WSJ: Bad Sitting Posture at Work Leads to Bad Standing Posture All the Time
Good posture is so critical for mood and spine health. When you collapse your chest and neck, you also compress your lungs causing shallow breathing – it becomes a habit, as does the curved alignment of your spine. Add 40 years and you’ll face spinal issues for the rest of your life. So sit up straight and start yoga and/or tai chi / aikido, and maybe even Alexander or feldenkrais posture training. I did and it made an amazing difference. My chiro says my spine is better now than 10 years ago.
WSJ:
Looks like your mother was right when she told you to sit up straight.
There’s growing evidence that good posture contributes to a range of health benefits, from reducing back and joint pain to boosting mood. Health-care practitioners from physical therapists to surgeons to psychologists increasingly take posture into account when evaluating patients, and offer tips and tools for improvement.
Good posture doesn’t just mean standing with the shoulders thrown back. More important is maintaining good alignment, with ears over the shoulders, shoulders over hips, and hips over the knees and ankles. Body weight should be distributed evenly between the feet.

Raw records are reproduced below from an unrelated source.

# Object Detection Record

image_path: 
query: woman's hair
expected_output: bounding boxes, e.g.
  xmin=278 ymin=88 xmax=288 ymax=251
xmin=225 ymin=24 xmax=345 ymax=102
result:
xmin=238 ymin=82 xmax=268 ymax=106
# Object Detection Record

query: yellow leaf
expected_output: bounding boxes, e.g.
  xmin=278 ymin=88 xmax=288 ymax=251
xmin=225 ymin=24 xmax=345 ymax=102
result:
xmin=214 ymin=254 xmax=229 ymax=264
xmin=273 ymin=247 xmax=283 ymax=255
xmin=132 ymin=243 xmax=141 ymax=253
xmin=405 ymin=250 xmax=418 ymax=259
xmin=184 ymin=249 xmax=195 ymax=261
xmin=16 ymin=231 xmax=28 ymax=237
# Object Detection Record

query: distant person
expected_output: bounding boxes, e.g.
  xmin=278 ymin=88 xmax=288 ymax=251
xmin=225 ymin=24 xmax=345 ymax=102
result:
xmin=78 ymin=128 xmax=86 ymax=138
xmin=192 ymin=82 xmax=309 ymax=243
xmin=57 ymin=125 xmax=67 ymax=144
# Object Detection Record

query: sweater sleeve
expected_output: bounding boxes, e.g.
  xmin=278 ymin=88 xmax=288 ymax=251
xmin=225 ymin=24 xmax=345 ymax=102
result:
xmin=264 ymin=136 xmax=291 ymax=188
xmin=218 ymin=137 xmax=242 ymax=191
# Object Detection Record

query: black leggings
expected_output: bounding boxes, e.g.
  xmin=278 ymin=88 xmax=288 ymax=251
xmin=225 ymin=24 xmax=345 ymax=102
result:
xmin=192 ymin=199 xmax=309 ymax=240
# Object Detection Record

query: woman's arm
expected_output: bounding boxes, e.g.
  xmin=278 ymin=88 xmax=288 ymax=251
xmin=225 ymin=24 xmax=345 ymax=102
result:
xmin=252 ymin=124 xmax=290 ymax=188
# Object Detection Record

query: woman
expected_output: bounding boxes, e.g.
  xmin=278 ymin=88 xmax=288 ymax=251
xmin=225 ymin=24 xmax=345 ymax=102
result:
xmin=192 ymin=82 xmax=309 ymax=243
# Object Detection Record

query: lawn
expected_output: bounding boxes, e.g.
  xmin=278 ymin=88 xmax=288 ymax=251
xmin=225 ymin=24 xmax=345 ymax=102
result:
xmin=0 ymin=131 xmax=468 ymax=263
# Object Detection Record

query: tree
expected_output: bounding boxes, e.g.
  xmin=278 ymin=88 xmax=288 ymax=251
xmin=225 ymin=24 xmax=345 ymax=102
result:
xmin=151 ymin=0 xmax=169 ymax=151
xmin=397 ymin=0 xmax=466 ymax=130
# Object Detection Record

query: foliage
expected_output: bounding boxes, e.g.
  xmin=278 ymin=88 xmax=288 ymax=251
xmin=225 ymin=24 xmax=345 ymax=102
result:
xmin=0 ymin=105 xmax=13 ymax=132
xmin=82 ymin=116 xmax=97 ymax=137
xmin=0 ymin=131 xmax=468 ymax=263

Seated posture, especially while using a computer, is critically important and deserves more attention, experts say, in part because it can affect a person’s posture while standing and walking. Experts say it is essential to think about posture while walking, getting up out of a chair or using a cellphone or tablet.
The hunched-over position of the typical electronic-device user is of particular concern, and is sparking new back- and neck-pain problems in teenagers. A study of 6,000 Finnish adolescents found frequent use of computers, mobile phones, videogame players and television was associated with greater rates of neck and lower-back pain, according to a 2006 paper in the European Journal of Public Health.
Posture is “probably the 800-pound gorilla when it comes to health and wellness,” says Allston Stubbs, an orthopedic surgeon at Wake Forest Baptist Medical Center, inWinston-Salem, N.C., who treats patients with back or joint pain. “We see the spine and overall skeletal structure being critical to a patient’s functionality and their satisfaction with their life and health care.”